Research Interest(s)

Molecular Mechanics of Muscle Contraction in Cardiovascular Disease

Research Description



In the Molecular Biomechanics Laboratory, our goal is to understand the molecular mechanisms by which cells move, with particular emphasis on muscle contraction, and how this relates to cardiovascular disease. We examine the mechanics of these processes at the level of individual molecules using techniques including the in vitro motility assay and laser trap transducer. The in vitro motility assay is a means by which the mechanics of the individual proteins that cause muscle contraction, actin and myosin, can be studied in isolation from other cell components. A laser trap is, quite literally, a "tractor beam" of Star Trek fame that works only at a microscopic scale. Single cells and small translucent particles can be trapped and held in three-dimensional space.

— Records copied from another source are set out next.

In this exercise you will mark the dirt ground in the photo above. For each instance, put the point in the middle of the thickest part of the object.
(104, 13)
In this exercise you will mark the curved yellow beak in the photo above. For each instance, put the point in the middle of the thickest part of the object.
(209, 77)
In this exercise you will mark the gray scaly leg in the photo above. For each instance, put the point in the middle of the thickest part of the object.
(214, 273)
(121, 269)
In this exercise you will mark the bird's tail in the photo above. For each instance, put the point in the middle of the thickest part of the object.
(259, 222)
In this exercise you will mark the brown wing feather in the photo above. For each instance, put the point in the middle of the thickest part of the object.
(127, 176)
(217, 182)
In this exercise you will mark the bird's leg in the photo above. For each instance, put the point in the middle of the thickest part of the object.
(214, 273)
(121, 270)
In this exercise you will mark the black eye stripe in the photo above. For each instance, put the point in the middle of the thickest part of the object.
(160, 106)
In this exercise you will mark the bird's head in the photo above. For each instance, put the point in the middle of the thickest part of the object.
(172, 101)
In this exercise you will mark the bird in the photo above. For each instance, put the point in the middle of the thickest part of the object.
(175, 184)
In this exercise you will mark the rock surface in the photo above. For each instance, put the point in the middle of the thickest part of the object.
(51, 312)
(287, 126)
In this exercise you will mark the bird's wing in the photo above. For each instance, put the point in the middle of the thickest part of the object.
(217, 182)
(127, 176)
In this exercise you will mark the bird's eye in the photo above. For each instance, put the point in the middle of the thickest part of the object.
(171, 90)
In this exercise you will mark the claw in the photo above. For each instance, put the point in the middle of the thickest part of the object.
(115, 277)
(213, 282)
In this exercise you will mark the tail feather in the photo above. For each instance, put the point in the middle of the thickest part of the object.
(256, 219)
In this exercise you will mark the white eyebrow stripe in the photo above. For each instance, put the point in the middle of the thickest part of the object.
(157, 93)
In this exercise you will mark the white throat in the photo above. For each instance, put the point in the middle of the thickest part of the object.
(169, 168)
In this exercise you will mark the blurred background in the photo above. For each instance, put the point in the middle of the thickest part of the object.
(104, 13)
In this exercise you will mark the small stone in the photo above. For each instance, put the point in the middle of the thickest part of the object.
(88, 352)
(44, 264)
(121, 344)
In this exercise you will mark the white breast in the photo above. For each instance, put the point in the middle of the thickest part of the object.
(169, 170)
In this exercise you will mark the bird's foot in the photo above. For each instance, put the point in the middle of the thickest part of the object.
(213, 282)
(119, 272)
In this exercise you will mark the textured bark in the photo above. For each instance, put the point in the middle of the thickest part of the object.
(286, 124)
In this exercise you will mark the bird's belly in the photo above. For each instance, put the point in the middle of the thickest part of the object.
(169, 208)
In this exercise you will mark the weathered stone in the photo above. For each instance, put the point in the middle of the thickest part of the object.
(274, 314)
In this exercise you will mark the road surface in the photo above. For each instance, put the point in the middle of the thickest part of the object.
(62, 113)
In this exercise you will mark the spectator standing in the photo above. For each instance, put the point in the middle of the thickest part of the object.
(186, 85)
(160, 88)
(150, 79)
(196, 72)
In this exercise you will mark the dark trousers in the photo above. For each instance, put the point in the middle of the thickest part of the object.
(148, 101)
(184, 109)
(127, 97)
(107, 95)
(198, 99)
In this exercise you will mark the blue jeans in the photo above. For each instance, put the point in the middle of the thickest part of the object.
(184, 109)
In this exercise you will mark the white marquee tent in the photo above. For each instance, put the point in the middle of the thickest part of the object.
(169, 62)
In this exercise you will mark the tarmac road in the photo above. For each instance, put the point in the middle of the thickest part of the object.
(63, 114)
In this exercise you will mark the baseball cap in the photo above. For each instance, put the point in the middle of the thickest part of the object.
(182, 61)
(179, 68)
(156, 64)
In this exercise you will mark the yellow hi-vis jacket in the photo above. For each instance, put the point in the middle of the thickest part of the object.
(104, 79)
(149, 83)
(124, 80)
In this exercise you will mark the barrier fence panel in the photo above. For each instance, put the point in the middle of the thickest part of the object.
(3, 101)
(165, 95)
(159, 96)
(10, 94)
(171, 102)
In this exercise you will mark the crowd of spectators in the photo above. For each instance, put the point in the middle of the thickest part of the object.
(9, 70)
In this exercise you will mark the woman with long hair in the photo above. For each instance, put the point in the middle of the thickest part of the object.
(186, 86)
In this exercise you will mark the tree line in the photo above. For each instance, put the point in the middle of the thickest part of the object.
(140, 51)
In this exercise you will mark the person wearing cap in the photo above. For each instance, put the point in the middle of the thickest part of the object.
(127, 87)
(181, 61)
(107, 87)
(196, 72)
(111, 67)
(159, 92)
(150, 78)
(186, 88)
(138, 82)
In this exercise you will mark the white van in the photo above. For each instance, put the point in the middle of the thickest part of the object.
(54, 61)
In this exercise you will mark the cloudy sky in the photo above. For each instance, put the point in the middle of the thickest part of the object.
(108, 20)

The laser trap may also be used to measure the elasticity, distance moved, or force generated by single protein molecules. We are using the laser trap in combination with the motility assay to study the force and motion generated by myosin and the strength of single adhesion receptor bonds. Together, these molecules define the molecular underpinnings of many cell movements, and the molecular basis of many diseases. We are studying three fundamental issues in cell movement. First, to understand the molecular basis of myocardial damage following ischemia, we are collaborating with Dr. Brent French to study the mechanics of myosin exposed to the reactive ions nitric oxide and peroxynitrite. Second, we are studying the aggregate behavior of several myosin molecules working in parallel to determine if individual myosin heads cooperate in generating force and motion. Finally, in collaboration with Drs. Lawrence and Ley we are measuring the mechanics and kinetics of individual adhesion bonds, important in inflammation and the development of atherosclerosis.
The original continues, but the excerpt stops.